FDA declines to review Moderna's mRNA flu shot
Scope of the FDA Decision & Trial Design Dispute
- Commenters highlight that FDA’s stated issue is the trial comparator: Moderna used a standard flu shot, while for 65+ the “best available standard of care” is higher‑dose or adjuvanted vaccines.
- Some argue the agency simply wants the control arm to match current CDC guidance for older adults.
- Others suspect this is a pretext (“sandbagging”), noting trial designs are usually shaped in consultation with regulators and prior CDC communication suggested this might affect recommendations for 65+, not overall approval.
Effect on Flu Vaccination and Target Populations
- Multiple comments stress that flu vaccines remain widely available; this affects only this mRNA product.
- The main immediate impact is on people 65+ and those with preexisting conditions; younger adults are mostly unaffected.
- There’s concern that not approving potentially more effective or faster‑to‑update mRNA vaccines could slow progress against evolving flu strains.
Politics, RFK Jr., and Regulatory Interference
- Several see this as a political move influenced by anti‑mRNA activism, specifically tying it to RFK Jr.’s agenda.
- Others focus blame on “this administration” more broadly, arguing the decision overrode a pro‑innovation FDA head for political optics.
Mandates, Backlash, and Public Health Tradeoffs
- Long subthreads debate whether Covid vaccine mandates and messaging “burned a century of goodwill,” fueling wider vaccine skepticism (measles, etc.).
- One side emphasizes societal benefits of vaccination (reduced hospital burden, protection of the immunocompromised, economic externalities).
- The opposing side stresses bodily autonomy and questions using collective cost savings to justify mandates, comparing vaccines to obesity, smoking, and drug use as public‑health burdens.
- There is disagreement over whether herd immunity for Covid was ever realistic and whether that undercuts mandate justifications.

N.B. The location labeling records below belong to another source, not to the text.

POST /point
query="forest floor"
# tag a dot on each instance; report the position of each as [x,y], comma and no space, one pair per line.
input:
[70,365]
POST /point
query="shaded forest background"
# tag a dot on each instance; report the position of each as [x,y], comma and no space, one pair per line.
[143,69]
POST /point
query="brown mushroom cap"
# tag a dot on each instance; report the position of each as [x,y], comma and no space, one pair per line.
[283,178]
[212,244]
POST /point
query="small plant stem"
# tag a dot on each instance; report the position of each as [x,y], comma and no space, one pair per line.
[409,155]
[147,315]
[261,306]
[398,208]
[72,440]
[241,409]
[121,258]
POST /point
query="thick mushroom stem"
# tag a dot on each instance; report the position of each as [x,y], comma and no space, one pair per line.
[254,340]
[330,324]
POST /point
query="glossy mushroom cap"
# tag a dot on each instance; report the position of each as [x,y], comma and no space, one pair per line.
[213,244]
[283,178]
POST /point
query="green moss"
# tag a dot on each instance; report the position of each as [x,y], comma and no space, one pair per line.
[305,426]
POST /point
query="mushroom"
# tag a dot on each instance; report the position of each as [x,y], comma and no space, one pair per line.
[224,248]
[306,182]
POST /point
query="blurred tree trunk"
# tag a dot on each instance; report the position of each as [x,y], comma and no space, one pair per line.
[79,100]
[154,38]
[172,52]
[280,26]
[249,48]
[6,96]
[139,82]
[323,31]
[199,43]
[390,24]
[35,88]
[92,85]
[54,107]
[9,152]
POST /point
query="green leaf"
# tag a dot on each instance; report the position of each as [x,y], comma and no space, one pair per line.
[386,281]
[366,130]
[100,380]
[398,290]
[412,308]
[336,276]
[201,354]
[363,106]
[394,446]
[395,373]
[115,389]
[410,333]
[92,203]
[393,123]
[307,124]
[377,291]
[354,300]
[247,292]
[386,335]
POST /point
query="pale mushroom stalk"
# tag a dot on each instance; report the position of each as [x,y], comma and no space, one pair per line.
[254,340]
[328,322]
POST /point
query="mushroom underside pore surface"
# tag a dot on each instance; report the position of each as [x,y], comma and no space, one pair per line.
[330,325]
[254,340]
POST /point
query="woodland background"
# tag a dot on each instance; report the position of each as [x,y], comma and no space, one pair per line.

Future of mRNA & Broader Trust Debates
- Some fear this decision will slow mRNA innovation, including future cancer vaccines; others note ongoing non‑flu mRNA cancer trials elsewhere.
- A long meta‑discussion centers on “do your own research”:
- One camp criticizes it as code for consuming low‑quality social media content and conspiracy theories.
- Another argues declining institutional trust and censorship make independent inquiry necessary, even if imperfect.